There is a Style Exchange where users post their own formatted style sheets, which you can download to your own Ulysses.
And if you do decide to go all in with Ulysses (I’m there), there is a reference guide you can work through to figure out how to make your own Styles to export just how you want.
(See also here for a succinct overview on Ulysses’s blog about exporting.)
4. Ulysses as a Writing Experience
I love writing in Ulysses. Required export efforts and occasional iCloud syncing frustrations notwithstanding, it is a beautiful app in which to put down and rearrange words. It’s smooth and visually appealing. And Ulysses really does accomplish the dual goal of the developers to be (a) distraction-free in its layout yet (b) still give you easy access to any feature a writer would need.
You can keep notes and goals aligned to a given Sheet (i.e., document), and view them from the Attachments pane, or detach them and see them as their own free-floating windows. This really enhances the experience of writing in Ulysses. You can also bookmark paragraphs and favorite Sheets, so navigating through stacks of writing is easier than you’d expect.
I’ve used Ulysses to help inspire me to finish a couple of mid-sized pieces of writing recently—pieces that I was interested in but lacking some motivation for at the time of having to produce them. I told myself I could use Ulysses to write, and the prospect of using that environment made a big difference!
I know this may be silly, but if you have some emails you need to compose that you have been putting off, writing them from Ulysses can be like a spoonful of sugar.
A Few Desiderata
There are a few things I’d like to see Ulysses offer in future updates, the lack of which have detracted (even if slightly) from my experience of using the app:
- I would love there to be an easier way to adjust formatting in the Quick Export options (i.e., having something like the equivalent of a formatting toolbar which you can select for output, rather than having to do it through Styles). Also, I haven’t found a way to easily adjust image sizing (from Ulysses) when exporting a Sheet to a blog post–a process itself which could stand to be more fully automated.

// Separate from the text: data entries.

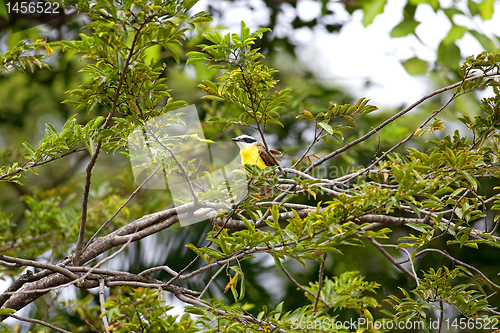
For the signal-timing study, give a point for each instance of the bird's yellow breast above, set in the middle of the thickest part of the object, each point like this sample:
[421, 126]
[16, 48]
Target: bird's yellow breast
[250, 155]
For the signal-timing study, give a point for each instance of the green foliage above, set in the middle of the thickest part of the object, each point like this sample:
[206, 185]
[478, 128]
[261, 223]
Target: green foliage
[143, 309]
[245, 83]
[415, 199]
[440, 286]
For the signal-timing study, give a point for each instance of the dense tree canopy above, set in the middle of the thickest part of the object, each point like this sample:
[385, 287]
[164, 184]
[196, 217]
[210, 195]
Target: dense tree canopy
[377, 219]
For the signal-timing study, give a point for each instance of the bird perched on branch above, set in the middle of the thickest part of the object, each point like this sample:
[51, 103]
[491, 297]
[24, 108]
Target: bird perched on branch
[254, 153]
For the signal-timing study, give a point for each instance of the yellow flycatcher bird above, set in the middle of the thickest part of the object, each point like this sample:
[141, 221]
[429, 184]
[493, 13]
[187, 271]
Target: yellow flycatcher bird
[254, 152]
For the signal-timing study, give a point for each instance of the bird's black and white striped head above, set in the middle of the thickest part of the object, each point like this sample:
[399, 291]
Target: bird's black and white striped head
[244, 141]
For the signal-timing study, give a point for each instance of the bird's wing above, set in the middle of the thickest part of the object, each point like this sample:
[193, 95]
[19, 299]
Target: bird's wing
[277, 154]
[268, 160]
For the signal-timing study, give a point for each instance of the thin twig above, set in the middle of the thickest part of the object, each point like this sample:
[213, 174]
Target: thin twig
[320, 282]
[90, 166]
[391, 259]
[391, 119]
[290, 277]
[102, 301]
[121, 207]
[40, 322]
[211, 280]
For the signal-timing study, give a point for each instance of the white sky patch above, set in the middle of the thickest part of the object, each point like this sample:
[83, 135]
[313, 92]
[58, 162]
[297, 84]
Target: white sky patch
[357, 54]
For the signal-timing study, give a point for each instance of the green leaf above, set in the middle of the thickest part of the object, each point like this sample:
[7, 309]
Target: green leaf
[326, 127]
[372, 9]
[415, 66]
[456, 32]
[419, 227]
[485, 9]
[473, 7]
[6, 311]
[404, 28]
[485, 41]
[449, 55]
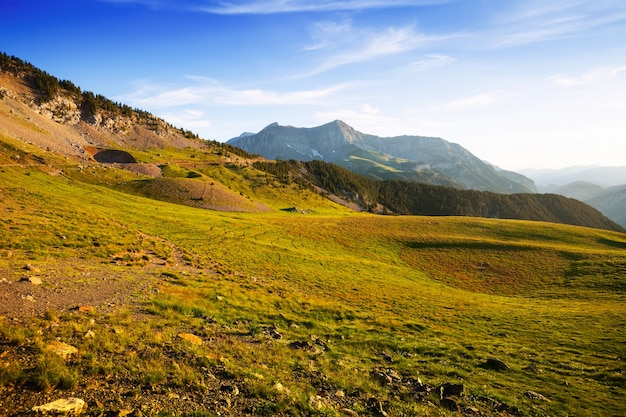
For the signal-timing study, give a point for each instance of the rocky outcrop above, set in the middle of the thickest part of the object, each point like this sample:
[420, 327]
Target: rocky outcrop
[415, 158]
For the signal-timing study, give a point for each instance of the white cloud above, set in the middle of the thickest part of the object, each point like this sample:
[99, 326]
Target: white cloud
[474, 101]
[430, 61]
[538, 20]
[596, 75]
[363, 46]
[291, 6]
[207, 91]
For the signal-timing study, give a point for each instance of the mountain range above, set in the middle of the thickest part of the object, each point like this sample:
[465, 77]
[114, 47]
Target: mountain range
[423, 159]
[603, 188]
[52, 123]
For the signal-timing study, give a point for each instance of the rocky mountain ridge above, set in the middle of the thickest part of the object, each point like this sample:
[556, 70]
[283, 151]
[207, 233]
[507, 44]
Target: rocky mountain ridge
[415, 158]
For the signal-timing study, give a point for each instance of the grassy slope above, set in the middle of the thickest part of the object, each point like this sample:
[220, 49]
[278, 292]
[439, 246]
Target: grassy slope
[437, 295]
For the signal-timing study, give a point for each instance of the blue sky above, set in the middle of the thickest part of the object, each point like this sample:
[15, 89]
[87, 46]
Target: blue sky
[520, 83]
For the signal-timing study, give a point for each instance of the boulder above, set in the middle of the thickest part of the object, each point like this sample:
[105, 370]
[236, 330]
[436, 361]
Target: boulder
[495, 364]
[448, 390]
[66, 406]
[32, 280]
[62, 349]
[535, 396]
[191, 338]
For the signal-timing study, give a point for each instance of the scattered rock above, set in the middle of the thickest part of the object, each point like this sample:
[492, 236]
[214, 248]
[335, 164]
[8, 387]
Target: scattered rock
[495, 364]
[32, 280]
[448, 390]
[317, 402]
[272, 331]
[30, 268]
[191, 338]
[66, 406]
[449, 403]
[281, 389]
[62, 349]
[535, 396]
[386, 376]
[230, 389]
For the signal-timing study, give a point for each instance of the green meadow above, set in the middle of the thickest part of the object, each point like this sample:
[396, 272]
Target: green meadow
[322, 311]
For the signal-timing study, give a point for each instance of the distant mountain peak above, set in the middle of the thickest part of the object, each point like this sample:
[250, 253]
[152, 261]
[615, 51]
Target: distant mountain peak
[414, 158]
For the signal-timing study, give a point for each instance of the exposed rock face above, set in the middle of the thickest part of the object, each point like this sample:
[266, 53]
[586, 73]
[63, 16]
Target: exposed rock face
[424, 159]
[67, 406]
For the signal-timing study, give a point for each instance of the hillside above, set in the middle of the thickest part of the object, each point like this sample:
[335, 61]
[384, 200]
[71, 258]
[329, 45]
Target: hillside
[66, 124]
[610, 201]
[600, 187]
[403, 197]
[149, 273]
[411, 158]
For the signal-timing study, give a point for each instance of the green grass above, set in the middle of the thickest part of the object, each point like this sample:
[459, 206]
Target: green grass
[436, 295]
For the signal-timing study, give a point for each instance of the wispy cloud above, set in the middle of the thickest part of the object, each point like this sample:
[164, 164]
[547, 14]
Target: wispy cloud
[430, 61]
[536, 21]
[471, 102]
[595, 75]
[291, 6]
[364, 45]
[205, 91]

- The iPad app does not currently support the Navigation by headings feature I so appreciate in Mac. In fact, the same icon/button is present in iPad, but does something totally different.
I do hasten to add, however, that the Ulysses for iPad app is stellar, easily one of the best apps in the App Store and my current favorite app for iPad.
- It would be lovely if there were a way to include the word count as part of the Editor screen. It’s easy enough to find it in the Statistics or Goals portion of the Attachment pane (and both of these pop-ups can be torn off and left free-floating), but a simple word count bar at the top or bottom of the Editor would be nice. The iPad app does offer something along these lines.
- I believe this is mostly the fault of the iPad’s lack of support for .rtf, but getting writing from Ulysses on iPad into a format that is .rtf-ready (not to mention .rtf itself) is just about impossible. If you can hop over to Ulysses on a computer, it’s doable, but iPad alone won’t really work for moving your content to rich text.
By the way, my love for Scrivener has not changed, and it’s still a fuller-featured environment for getting lots of research and snippets organized—and has its own really nice distraction-free writing mode.
But Ulysses is on iPad now, too (Scrivener: not yet, but close-ish), and it’s beautiful on the Mac, so when I’m doing long periods of writing, I primarily use Ulysses at as many points along the way as I can.